Namespace NumSharp.Backends.Kernels

Classes

ILKernelGenerator: Binary operations (same-type) - contiguous kernels and generic helpers.

ReductionOpExtensions: Extension methods for ReductionOp.

ReductionTypeExtensions: Extension methods for NPTypeCode related to reductions.

High-performance SIMD matrix multiplication with cache blocking and panel packing. Single-threaded implementation achieving ~20 GFLOPS on modern CPUs.

Key optimizations:

GEBP (General Block Panel) algorithm with cache blocking
Full panel packing: A as [kc][MR] panels, B as [kc][NR] panels
8x16 micro-kernel with 16 Vector256 accumulators
FMA (Fused Multiply-Add) for 2x FLOP throughput
4x k-loop unrolling for instruction-level parallelism

StrideDetector: Stride-based pattern detection for selecting optimal SIMD execution paths. All methods are aggressively inlined for minimal dispatch overhead.

Structs

AxisReductionKernelKey: Cache key for axis reduction kernels. Reduces along a specific axis, producing an array with one fewer dimension.

BinaryScalarKernelKey: Cache key for binary scalar operation kernels. Identifies a unique kernel by LHS type, RHS type, result type, and operation.

ComparisonKernelKey: Cache key for comparison operation kernels. Identifies a unique kernel by LHS type, RHS type, operation, and execution path. Result type is always bool (NPTypeCode.Boolean).

ComparisonScalarKernelKey: Cache key for comparison scalar operation kernels. Identifies a unique kernel by LHS type, RHS type, and comparison operation. Result type is always bool.

CumulativeAxisKernelKey: Cache key for cumulative axis reduction kernels (cumsum along axis, etc.). Output has same shape as input, cumulative accumulation along specified axis.

CumulativeKernelKey: Cache key for cumulative reduction kernels (cumsum, etc.). Output has same shape as input, each element is accumulation of elements before it.

ElementReductionKernelKey: Cache key for element-wise (full array) reduction kernels. Reduces all elements to a single scalar value.

IndexCollector: A growable buffer for collecting long indices, backed by NDArray storage. Replaces LongIndexBuffer - uses NumSharp's existing unmanaged memory infrastructure.

MixedTypeKernelKey: Cache key for mixed-type binary operation kernels. Identifies a unique kernel by LHS type, RHS type, result type, operation, and execution path.

UnaryKernelKey: Cache key for unary operation kernels. Identifies a unique kernel by input type, output type, operation, and whether contiguous.

UnaryScalarKernelKey: Cache key for unary scalar operation kernels. Identifies a unique kernel by input type, output type, and operation.

Enums

BinaryOp: Binary operations supported by kernel providers.

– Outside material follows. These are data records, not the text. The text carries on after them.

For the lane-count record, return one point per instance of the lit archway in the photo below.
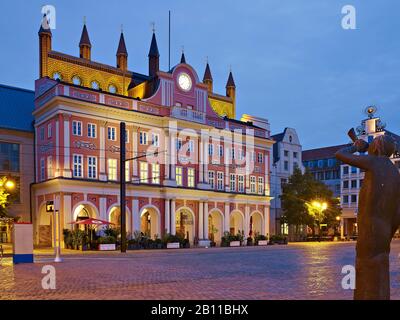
(150, 222)
(114, 216)
(236, 222)
(256, 223)
(185, 223)
(215, 226)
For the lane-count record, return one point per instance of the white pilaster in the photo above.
(103, 208)
(167, 216)
(266, 221)
(206, 220)
(226, 218)
(67, 158)
(102, 174)
(173, 217)
(135, 215)
(247, 221)
(201, 220)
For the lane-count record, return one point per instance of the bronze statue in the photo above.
(378, 213)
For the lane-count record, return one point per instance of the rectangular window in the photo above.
(41, 133)
(220, 180)
(126, 136)
(42, 169)
(92, 167)
(155, 173)
(91, 130)
(240, 183)
(77, 128)
(112, 169)
(178, 176)
(112, 133)
(155, 140)
(78, 161)
(211, 179)
(191, 177)
(143, 138)
(178, 144)
(286, 165)
(127, 177)
(144, 172)
(191, 146)
(9, 156)
(221, 150)
(49, 167)
(210, 149)
(253, 184)
(233, 182)
(260, 185)
(49, 131)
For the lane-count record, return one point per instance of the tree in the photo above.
(298, 196)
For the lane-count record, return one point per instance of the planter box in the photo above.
(234, 244)
(173, 245)
(107, 247)
(262, 242)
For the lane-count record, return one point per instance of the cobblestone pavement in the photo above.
(296, 271)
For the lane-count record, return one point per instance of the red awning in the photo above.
(92, 221)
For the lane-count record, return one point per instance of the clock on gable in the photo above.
(184, 81)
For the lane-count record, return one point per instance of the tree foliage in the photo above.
(297, 197)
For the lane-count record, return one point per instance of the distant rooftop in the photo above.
(321, 153)
(16, 106)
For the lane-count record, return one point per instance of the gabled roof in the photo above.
(16, 106)
(85, 37)
(321, 153)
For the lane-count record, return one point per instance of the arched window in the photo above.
(112, 88)
(95, 85)
(76, 80)
(57, 76)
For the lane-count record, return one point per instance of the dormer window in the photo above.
(95, 85)
(57, 76)
(112, 88)
(76, 81)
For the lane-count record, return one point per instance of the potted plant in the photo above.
(107, 243)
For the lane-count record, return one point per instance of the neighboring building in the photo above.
(197, 185)
(353, 177)
(16, 152)
(323, 165)
(287, 155)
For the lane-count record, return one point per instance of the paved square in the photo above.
(296, 271)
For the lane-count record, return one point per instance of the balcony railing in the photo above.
(188, 114)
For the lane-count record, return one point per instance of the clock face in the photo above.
(184, 81)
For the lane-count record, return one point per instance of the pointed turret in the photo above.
(154, 57)
(231, 91)
(183, 59)
(84, 44)
(122, 54)
(207, 79)
(44, 46)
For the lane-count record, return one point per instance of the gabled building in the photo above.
(210, 175)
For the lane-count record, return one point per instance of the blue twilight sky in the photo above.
(292, 61)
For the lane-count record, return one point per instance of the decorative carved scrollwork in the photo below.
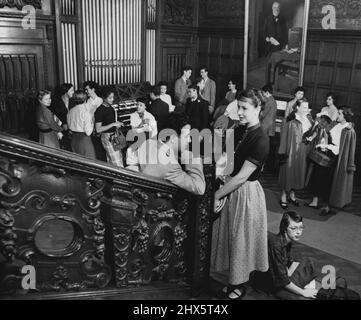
(60, 281)
(141, 234)
(97, 273)
(56, 172)
(11, 173)
(95, 192)
(19, 4)
(7, 236)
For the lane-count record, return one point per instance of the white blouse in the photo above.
(336, 133)
(168, 99)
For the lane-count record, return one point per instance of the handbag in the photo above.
(118, 140)
(340, 293)
(322, 158)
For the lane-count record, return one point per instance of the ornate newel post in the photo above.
(201, 230)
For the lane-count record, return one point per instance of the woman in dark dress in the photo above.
(241, 244)
(106, 124)
(47, 122)
(60, 108)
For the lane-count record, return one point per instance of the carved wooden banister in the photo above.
(123, 228)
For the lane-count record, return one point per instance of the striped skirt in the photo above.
(113, 157)
(239, 241)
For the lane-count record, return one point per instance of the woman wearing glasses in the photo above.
(289, 279)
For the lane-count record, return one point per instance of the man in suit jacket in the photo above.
(159, 109)
(269, 114)
(276, 37)
(181, 89)
(209, 89)
(275, 30)
(268, 123)
(197, 110)
(160, 159)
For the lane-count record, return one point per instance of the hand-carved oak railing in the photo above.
(83, 224)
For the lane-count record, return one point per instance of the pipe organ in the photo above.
(112, 33)
(151, 40)
(69, 42)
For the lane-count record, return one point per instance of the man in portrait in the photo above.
(276, 37)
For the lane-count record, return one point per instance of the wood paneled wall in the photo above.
(333, 64)
(200, 33)
(177, 31)
(221, 41)
(28, 63)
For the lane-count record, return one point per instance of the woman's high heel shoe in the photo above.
(284, 205)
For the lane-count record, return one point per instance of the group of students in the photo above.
(86, 123)
(240, 235)
(317, 153)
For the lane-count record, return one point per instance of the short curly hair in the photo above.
(251, 96)
(177, 121)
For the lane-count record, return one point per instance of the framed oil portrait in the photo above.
(275, 44)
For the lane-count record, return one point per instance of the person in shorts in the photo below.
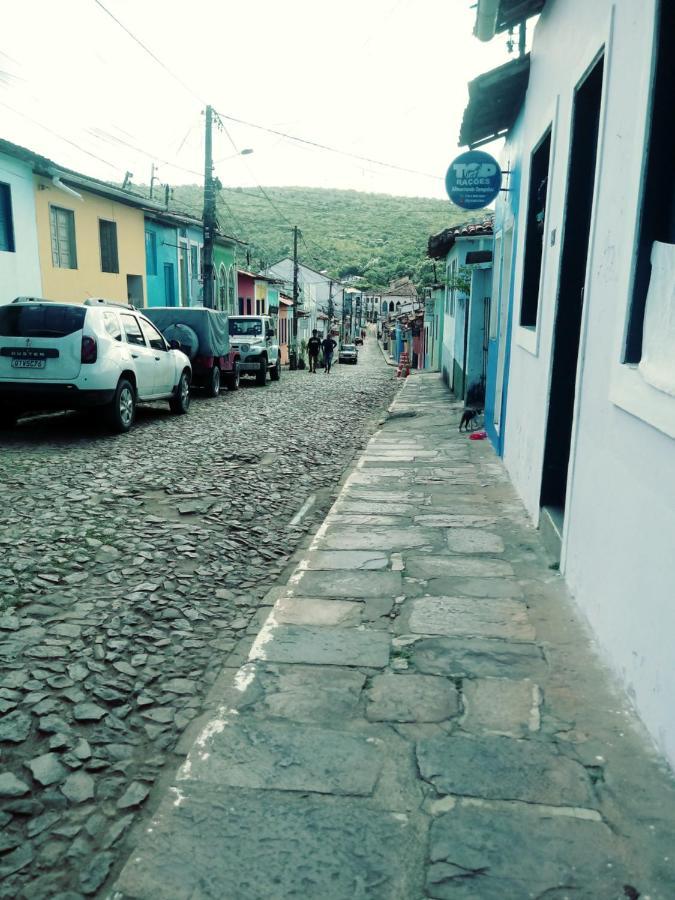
(313, 349)
(329, 346)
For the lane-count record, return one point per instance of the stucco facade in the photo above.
(619, 507)
(19, 266)
(87, 279)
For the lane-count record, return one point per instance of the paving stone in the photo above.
(454, 520)
(15, 727)
(47, 769)
(476, 658)
(324, 646)
(134, 795)
(498, 854)
(418, 566)
(88, 712)
(78, 787)
(323, 695)
(505, 619)
(411, 698)
(263, 844)
(95, 872)
(283, 756)
(11, 786)
(501, 706)
(486, 588)
(17, 860)
(326, 560)
(305, 611)
(342, 584)
(501, 768)
(380, 538)
(472, 540)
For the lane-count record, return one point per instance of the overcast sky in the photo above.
(384, 79)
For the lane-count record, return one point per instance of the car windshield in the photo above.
(246, 327)
(40, 320)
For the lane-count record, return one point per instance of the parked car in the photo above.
(96, 354)
(255, 340)
(348, 353)
(202, 334)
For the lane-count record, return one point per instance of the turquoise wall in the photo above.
(161, 264)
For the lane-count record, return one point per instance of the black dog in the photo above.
(468, 419)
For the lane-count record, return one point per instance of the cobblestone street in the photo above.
(421, 715)
(132, 569)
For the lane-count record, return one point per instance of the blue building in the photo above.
(505, 87)
(467, 254)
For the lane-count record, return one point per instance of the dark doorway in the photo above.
(580, 188)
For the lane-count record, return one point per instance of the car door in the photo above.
(164, 363)
(142, 355)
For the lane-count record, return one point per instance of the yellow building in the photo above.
(91, 239)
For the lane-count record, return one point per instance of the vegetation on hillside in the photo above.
(376, 236)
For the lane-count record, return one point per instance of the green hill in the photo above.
(344, 232)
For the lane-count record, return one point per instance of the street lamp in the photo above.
(245, 152)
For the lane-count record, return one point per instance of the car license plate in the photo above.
(29, 363)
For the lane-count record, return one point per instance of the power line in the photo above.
(109, 138)
(149, 52)
(319, 146)
(60, 136)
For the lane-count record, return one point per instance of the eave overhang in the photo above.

ComparisonOp: Comparison operations supported by kernel providers. All comparison operations return bool (NPTypeCode.Boolean).

ExecutionPath: Execution paths for binary operations, selected based on stride analysis.

ReductionOp: Reduction operations supported by kernel providers.

UnaryOp: Unary operations supported by kernel providers.

Delegates

AxisReductionKernel: Delegate for axis reduction kernels. Reduces along a specific axis, writing to output array.

ComparisonKernel: Comparison operation kernel signature using void pointers. LHS and RHS may have different types, but result is always bool. Type conversion is handled internally by the generated IL.

ContiguousKernel<T>: Delegate for contiguous (SimdFull) binary operations. Simplified signature - no strides needed since both arrays are contiguous.

CumulativeAxisKernel: Delegate for cumulative axis reduction kernels. Computes running accumulation along a specific axis.

CumulativeKernel: Delegate for cumulative reduction kernels (cumsum, etc.). Output has same shape as input.

ElementReductionKernel: Delegate for element-wise reduction kernels. Reduces all elements of an array to a single value.

ILKernelGenerator.ShiftArrayKernel<T>: Delegate for shift operation with per-element shift amounts. This is the scalar loop path for element-wise shifts.

ILKernelGenerator.ShiftScalarKernel<T>: Delegate for shift operation with scalar shift amount. This is the SIMD-optimized path for uniform shifts.

MatMul2DKernel<T>: Kernel delegate for 2D matrix multiplication: C = A * B A is [M x K], B is [K x N], C is [M x N] All matrices are row-major contiguous.

MixedTypeKernel: Mixed-type binary operation kernel signature using void pointers. Handles operations where LHS, RHS, and result may have different types. Type conversion is handled internally by the generated IL.

TypedElementReductionKernel<TResult>: Delegate for typed element-wise reduction kernels. Returns the reduced value directly without boxing.

UnaryKernel: Unary operation kernel signature using void pointers. Handles operations where input and output may have different types. Type conversion is handled internally by the generated IL.

WhereKernel<T>: Delegate for where operation kernels.